Digo-vos uma coisa… desde que comecei a contar-vos as minhas experiências sexuais com pessoas do mesmo sexo que me sinto melhor comigo mesmo. Parece que tinha algo cá dentro que queria sair e eu próprio impedia a sua saída. Desde que comecei a contar-vos essas minhas experiências senti um grande alívio, como quando temos algo na nossa mente que nos oprime e quando desabafamos com alguém sentimo-nos aliviados. Vocês têm-me ajudado ao lerem os meus contos e votarem a maioria de vós votando neles como excitantes e deixando os vossos comentários favoráveis.

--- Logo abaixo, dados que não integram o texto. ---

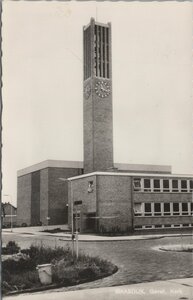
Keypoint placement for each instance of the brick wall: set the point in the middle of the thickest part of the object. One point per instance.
(35, 198)
(80, 193)
(44, 196)
(114, 200)
(24, 199)
(58, 194)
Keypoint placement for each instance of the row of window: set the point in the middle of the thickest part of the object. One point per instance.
(158, 226)
(163, 209)
(162, 185)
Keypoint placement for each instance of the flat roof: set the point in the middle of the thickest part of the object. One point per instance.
(130, 175)
(50, 164)
(143, 168)
(124, 168)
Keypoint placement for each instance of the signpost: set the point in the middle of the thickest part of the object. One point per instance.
(76, 203)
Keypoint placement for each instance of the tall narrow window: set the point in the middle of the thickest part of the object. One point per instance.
(184, 186)
(185, 209)
(191, 208)
(191, 185)
(137, 184)
(148, 209)
(166, 209)
(157, 209)
(175, 185)
(138, 209)
(176, 210)
(156, 185)
(166, 185)
(147, 186)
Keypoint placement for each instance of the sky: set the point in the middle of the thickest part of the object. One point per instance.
(43, 83)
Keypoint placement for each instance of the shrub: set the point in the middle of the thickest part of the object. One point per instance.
(22, 274)
(11, 248)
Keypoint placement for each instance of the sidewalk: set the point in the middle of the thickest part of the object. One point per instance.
(174, 289)
(88, 237)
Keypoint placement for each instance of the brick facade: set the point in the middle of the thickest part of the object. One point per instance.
(42, 197)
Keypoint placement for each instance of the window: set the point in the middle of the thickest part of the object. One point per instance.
(184, 186)
(175, 185)
(147, 186)
(90, 186)
(166, 185)
(176, 210)
(166, 209)
(137, 184)
(184, 208)
(191, 185)
(156, 185)
(157, 209)
(148, 209)
(138, 227)
(138, 209)
(158, 226)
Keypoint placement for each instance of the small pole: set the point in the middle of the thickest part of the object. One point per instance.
(11, 218)
(72, 218)
(76, 234)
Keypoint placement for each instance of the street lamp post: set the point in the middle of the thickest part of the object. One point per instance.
(7, 195)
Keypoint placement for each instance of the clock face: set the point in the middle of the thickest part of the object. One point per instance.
(102, 89)
(87, 91)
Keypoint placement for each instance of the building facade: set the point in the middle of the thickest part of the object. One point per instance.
(8, 215)
(97, 97)
(111, 197)
(42, 196)
(128, 202)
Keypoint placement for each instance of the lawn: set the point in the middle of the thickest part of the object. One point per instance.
(19, 272)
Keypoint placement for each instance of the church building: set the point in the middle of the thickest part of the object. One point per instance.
(101, 195)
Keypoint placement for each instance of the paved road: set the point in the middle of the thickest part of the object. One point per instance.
(137, 260)
(160, 290)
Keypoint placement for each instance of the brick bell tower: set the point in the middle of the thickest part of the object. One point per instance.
(97, 106)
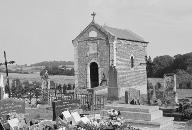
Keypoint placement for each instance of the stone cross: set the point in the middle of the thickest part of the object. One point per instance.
(5, 63)
(93, 15)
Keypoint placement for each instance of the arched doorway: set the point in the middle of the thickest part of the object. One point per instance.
(94, 75)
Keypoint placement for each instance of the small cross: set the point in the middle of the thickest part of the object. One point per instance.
(93, 15)
(6, 63)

É que além de eu próprio ter sentido prazer nessas experiências, sinto que também dei prazer às pessoas com quem as tive.

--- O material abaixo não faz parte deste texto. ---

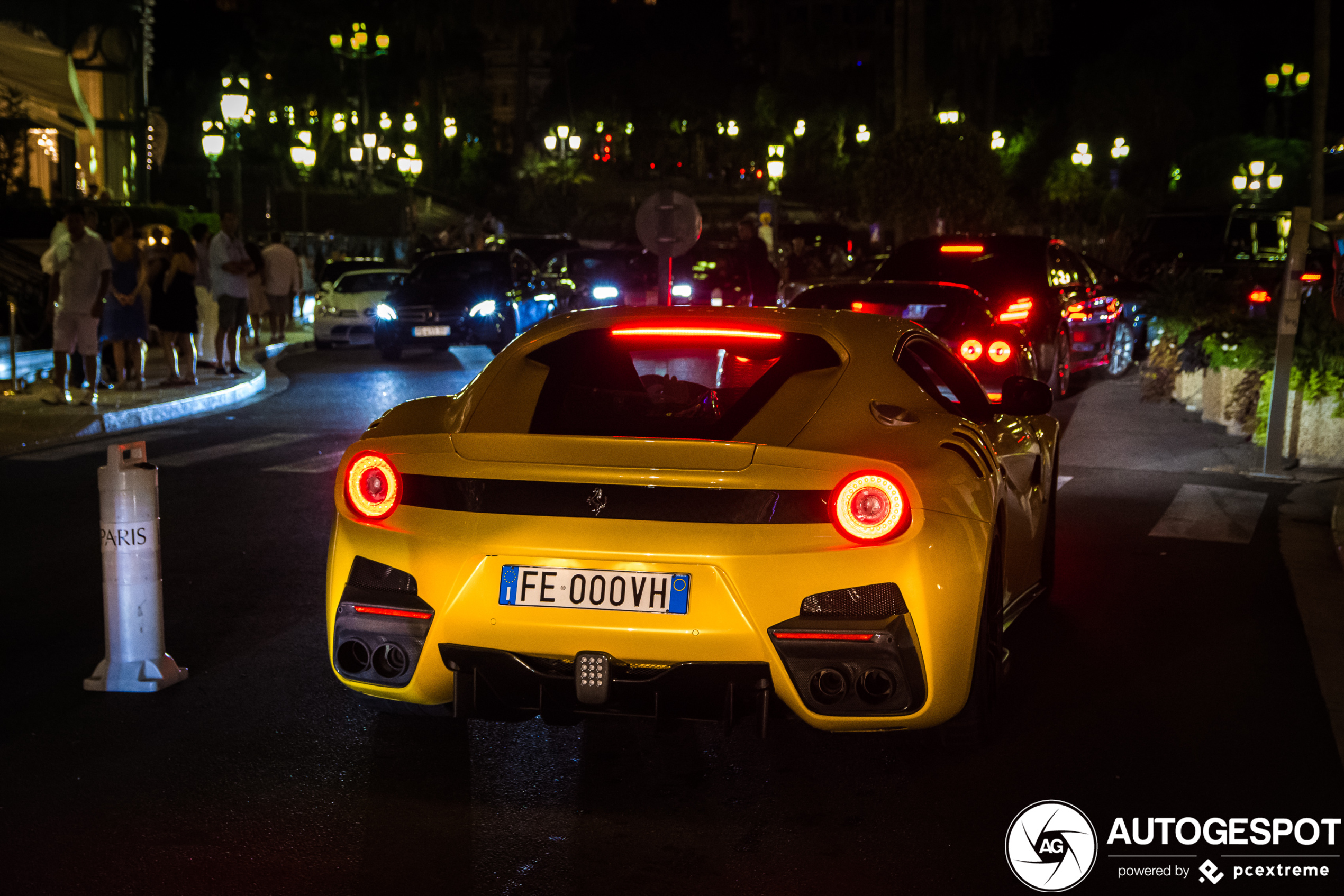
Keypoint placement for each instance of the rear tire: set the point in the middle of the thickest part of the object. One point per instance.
(971, 726)
(1121, 351)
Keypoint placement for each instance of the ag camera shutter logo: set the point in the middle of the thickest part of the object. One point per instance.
(1051, 847)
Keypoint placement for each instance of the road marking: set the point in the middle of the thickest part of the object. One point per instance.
(101, 446)
(229, 449)
(1211, 514)
(320, 464)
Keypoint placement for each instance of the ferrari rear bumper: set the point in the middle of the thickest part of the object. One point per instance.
(503, 685)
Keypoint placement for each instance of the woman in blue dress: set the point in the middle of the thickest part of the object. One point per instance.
(125, 319)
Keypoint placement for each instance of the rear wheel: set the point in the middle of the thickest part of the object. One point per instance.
(971, 726)
(1121, 351)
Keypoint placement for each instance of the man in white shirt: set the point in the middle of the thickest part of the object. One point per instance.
(283, 280)
(229, 269)
(80, 280)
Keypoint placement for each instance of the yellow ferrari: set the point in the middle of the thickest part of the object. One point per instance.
(711, 514)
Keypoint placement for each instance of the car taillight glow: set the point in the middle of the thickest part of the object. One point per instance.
(695, 332)
(869, 507)
(1019, 310)
(822, 636)
(373, 487)
(386, 611)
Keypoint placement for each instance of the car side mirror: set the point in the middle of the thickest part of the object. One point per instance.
(1026, 397)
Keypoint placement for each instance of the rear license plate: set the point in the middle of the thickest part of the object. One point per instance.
(594, 589)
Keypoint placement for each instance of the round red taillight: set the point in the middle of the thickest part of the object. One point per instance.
(373, 487)
(869, 507)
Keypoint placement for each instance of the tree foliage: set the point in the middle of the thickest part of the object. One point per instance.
(929, 172)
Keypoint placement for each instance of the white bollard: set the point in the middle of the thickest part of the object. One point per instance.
(132, 589)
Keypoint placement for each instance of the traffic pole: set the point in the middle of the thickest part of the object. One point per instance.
(1289, 310)
(132, 586)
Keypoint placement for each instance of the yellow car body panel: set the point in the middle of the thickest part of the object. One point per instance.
(745, 578)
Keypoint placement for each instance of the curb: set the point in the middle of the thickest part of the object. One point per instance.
(1338, 523)
(139, 418)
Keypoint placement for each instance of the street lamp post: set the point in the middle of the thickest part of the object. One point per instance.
(1253, 182)
(358, 48)
(304, 159)
(233, 106)
(1285, 85)
(213, 144)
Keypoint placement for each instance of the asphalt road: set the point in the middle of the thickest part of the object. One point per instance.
(1167, 678)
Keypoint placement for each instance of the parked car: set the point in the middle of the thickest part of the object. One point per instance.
(538, 248)
(344, 312)
(957, 315)
(1030, 281)
(711, 273)
(463, 299)
(698, 514)
(600, 277)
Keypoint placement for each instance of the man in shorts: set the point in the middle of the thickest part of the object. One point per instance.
(80, 280)
(229, 269)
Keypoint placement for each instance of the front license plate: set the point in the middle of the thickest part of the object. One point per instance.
(594, 589)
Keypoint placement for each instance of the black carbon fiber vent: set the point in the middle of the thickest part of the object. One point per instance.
(379, 577)
(863, 602)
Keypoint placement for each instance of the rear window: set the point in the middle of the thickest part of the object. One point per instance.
(369, 282)
(461, 268)
(939, 308)
(641, 383)
(1002, 267)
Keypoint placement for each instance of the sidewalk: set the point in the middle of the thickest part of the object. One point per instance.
(28, 422)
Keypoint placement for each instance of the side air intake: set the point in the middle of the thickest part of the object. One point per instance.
(863, 602)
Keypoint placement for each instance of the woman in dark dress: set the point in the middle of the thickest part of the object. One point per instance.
(177, 310)
(125, 320)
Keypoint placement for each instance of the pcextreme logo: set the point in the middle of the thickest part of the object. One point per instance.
(1051, 847)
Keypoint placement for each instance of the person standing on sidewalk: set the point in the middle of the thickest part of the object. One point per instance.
(207, 310)
(81, 275)
(125, 317)
(283, 281)
(229, 269)
(178, 310)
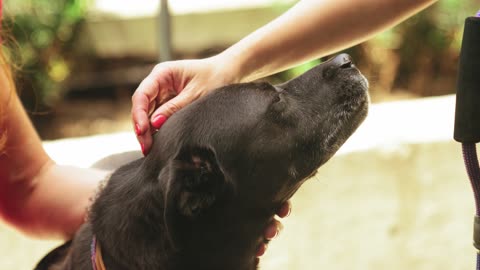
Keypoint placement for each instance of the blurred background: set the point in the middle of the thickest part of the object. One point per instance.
(395, 197)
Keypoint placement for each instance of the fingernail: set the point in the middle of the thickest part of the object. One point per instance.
(158, 121)
(289, 211)
(143, 148)
(137, 129)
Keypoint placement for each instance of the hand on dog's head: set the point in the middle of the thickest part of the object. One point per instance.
(220, 168)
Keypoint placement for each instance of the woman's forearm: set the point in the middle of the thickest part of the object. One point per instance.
(312, 29)
(37, 196)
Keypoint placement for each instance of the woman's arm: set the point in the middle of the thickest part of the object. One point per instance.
(311, 29)
(37, 196)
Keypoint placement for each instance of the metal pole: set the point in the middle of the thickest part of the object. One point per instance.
(164, 35)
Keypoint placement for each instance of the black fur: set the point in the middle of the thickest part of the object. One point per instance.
(218, 171)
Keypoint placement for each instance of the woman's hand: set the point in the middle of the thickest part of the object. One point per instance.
(170, 87)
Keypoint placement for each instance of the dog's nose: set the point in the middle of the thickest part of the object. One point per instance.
(343, 61)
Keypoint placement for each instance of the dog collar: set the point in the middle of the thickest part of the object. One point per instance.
(96, 255)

Hoje vou contar-vos mais uma dessas experiências que se passou uns 5 dias depois da última que vos contei, intitulada “Entre marido e mulher meti… o meu pau” e parte dela passou-se num conhecido cinema de Lisboa denominado “Olímpia”, famoso por passar exclusivamente filmes pornográficos, onde decorreu a história do meu primeiro conto intitulado “Uma mamada deliciosa no cinema”.
Eu continuava a cumprir o meu serviço militar obrigatório e mais uma vez saí à procura de alguém que me satisfizesse sexualmente, preferencialmente do sexo feminino, mas depois das experiências que tive e que já vos narrei, já aceitava mesmo alguém de sexo masculino. O importante era aliviar a pressão que trazia nas calças.

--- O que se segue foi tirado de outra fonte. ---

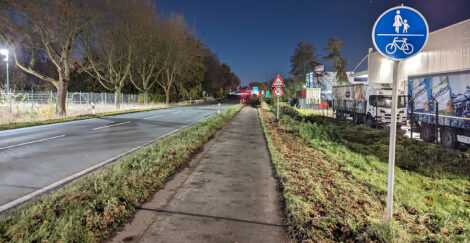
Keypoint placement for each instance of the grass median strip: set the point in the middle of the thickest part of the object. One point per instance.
(90, 208)
(334, 178)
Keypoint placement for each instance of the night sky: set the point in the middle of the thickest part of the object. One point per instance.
(257, 38)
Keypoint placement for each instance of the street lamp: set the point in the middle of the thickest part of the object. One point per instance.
(5, 53)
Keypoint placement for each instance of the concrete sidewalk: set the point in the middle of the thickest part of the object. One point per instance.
(228, 194)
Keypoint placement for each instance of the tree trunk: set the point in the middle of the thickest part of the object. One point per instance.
(117, 97)
(62, 87)
(167, 96)
(146, 95)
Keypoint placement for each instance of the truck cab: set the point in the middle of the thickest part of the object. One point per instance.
(369, 104)
(379, 107)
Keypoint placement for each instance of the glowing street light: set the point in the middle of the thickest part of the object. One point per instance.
(5, 53)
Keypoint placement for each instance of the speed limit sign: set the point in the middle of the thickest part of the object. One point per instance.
(278, 91)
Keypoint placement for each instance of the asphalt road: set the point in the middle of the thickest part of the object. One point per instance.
(37, 157)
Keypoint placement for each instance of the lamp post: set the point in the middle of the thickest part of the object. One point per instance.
(5, 53)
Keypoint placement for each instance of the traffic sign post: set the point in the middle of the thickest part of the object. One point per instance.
(278, 92)
(399, 33)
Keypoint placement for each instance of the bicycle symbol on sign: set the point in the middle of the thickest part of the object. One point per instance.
(391, 48)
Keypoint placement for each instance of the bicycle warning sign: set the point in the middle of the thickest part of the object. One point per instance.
(400, 33)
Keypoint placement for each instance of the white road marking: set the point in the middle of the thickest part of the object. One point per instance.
(52, 186)
(36, 141)
(117, 124)
(152, 117)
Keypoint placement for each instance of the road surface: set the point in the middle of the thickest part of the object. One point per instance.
(37, 157)
(228, 194)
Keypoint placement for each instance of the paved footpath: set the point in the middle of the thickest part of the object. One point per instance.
(228, 194)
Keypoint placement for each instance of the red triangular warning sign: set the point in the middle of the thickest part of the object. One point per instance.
(278, 82)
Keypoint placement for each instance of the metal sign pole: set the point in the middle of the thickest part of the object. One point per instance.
(277, 116)
(393, 135)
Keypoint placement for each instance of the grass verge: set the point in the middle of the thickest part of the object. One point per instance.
(334, 178)
(91, 207)
(75, 118)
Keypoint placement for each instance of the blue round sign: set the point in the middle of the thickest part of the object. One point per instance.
(400, 33)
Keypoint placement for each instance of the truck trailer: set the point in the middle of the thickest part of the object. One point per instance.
(439, 104)
(371, 105)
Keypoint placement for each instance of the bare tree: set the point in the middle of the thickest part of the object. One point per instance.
(334, 47)
(46, 30)
(148, 64)
(179, 53)
(109, 46)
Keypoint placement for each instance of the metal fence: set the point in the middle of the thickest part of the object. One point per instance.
(72, 98)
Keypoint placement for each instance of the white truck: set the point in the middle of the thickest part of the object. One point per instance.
(368, 104)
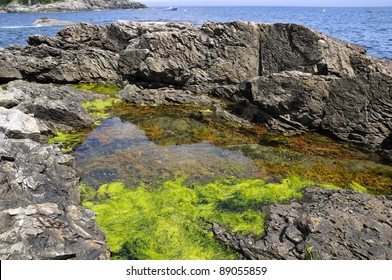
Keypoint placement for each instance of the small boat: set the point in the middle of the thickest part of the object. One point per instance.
(171, 9)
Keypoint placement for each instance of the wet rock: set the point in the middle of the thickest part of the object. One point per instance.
(51, 108)
(16, 124)
(294, 79)
(325, 224)
(355, 109)
(163, 96)
(41, 216)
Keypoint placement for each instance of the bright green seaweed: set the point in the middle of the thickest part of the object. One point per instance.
(107, 89)
(171, 222)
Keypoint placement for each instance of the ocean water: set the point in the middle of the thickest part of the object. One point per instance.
(368, 27)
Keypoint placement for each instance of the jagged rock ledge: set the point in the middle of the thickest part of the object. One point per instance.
(40, 212)
(288, 77)
(74, 6)
(325, 225)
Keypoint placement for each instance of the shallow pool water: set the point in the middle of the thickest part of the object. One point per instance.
(120, 151)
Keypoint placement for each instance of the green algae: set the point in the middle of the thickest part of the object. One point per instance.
(69, 140)
(107, 89)
(172, 221)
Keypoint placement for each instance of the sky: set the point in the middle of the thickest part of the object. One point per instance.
(308, 3)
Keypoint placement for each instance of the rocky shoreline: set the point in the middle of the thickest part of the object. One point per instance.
(287, 77)
(73, 6)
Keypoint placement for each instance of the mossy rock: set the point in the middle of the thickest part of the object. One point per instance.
(171, 222)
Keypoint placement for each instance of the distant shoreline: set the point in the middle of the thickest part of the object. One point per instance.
(73, 6)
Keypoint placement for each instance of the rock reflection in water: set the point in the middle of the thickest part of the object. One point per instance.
(120, 151)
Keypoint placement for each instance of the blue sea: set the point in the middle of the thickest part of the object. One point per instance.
(368, 27)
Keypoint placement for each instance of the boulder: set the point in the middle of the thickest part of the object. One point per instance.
(38, 110)
(16, 124)
(163, 96)
(324, 224)
(355, 109)
(41, 216)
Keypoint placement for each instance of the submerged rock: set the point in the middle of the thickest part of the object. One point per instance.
(325, 224)
(41, 216)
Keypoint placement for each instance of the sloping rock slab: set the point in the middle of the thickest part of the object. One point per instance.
(325, 224)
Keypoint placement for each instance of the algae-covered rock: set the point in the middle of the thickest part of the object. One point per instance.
(324, 224)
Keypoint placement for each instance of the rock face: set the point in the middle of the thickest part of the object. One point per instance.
(294, 78)
(325, 224)
(36, 110)
(40, 212)
(73, 6)
(41, 216)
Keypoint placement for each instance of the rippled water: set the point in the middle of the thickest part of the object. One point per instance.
(120, 151)
(369, 27)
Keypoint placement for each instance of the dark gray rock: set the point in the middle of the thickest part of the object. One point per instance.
(325, 224)
(291, 78)
(355, 109)
(39, 110)
(41, 216)
(163, 96)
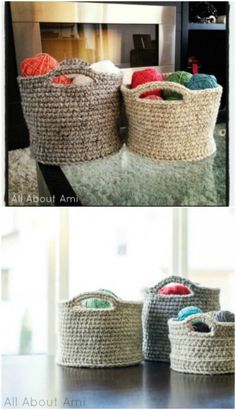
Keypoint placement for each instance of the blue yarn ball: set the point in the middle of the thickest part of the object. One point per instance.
(188, 311)
(181, 77)
(224, 316)
(97, 303)
(202, 81)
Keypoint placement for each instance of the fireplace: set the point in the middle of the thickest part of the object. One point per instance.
(132, 36)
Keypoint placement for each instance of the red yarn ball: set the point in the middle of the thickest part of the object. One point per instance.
(174, 290)
(42, 64)
(146, 76)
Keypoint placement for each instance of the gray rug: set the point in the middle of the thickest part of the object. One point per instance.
(128, 179)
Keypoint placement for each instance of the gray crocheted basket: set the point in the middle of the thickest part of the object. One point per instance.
(204, 353)
(172, 130)
(99, 337)
(157, 309)
(70, 123)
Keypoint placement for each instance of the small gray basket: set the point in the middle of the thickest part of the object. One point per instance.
(158, 309)
(203, 353)
(108, 337)
(70, 123)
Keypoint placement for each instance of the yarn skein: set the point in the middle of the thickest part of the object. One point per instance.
(42, 64)
(188, 311)
(202, 81)
(97, 303)
(224, 316)
(181, 77)
(146, 76)
(200, 327)
(175, 289)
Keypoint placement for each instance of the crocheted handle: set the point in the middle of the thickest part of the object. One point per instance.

Estávamos no mês de Junho e decorria em Lisboa a Feira do Livro, no Parque Eduardo VII. Eu sentia-me rico, pois, tal como vos narrei no conto “Entre marido e mulher meti… o meu pau”, numa noite ganhei o equivalente a quase 9 meses do meu vencimento de militar. Como adoro ler, desloquei-me a essa feira e comprei alguns livros a bom preço e depois sentei-me num banco de jardim próximo da feira mas um pouco afastado, junto de um candeeiro e pus-me a folhear os livros que tinha comprado, só para passar algum tempo.
Alguns minutos depois, chegou um tipo que se sentou no mesmo banco que eu e deu-me as boas noites. Eu respondi ao cumprimento mas senti-me um pouco desconfortável, pois havia outros bancos vazios próximos daquele e ele tinha que se sentar mesmo ao meu lado. Mais tarde viria a saber que aquele parque era muito conhecido em Lisboa (ainda hoje é) por ser muito procurado por gays que ali se deslocam em busca de jovens, principalmente militares, para satisfazerem os seus prazeres sexuais, a troco de algumas gratificações em dinheiro.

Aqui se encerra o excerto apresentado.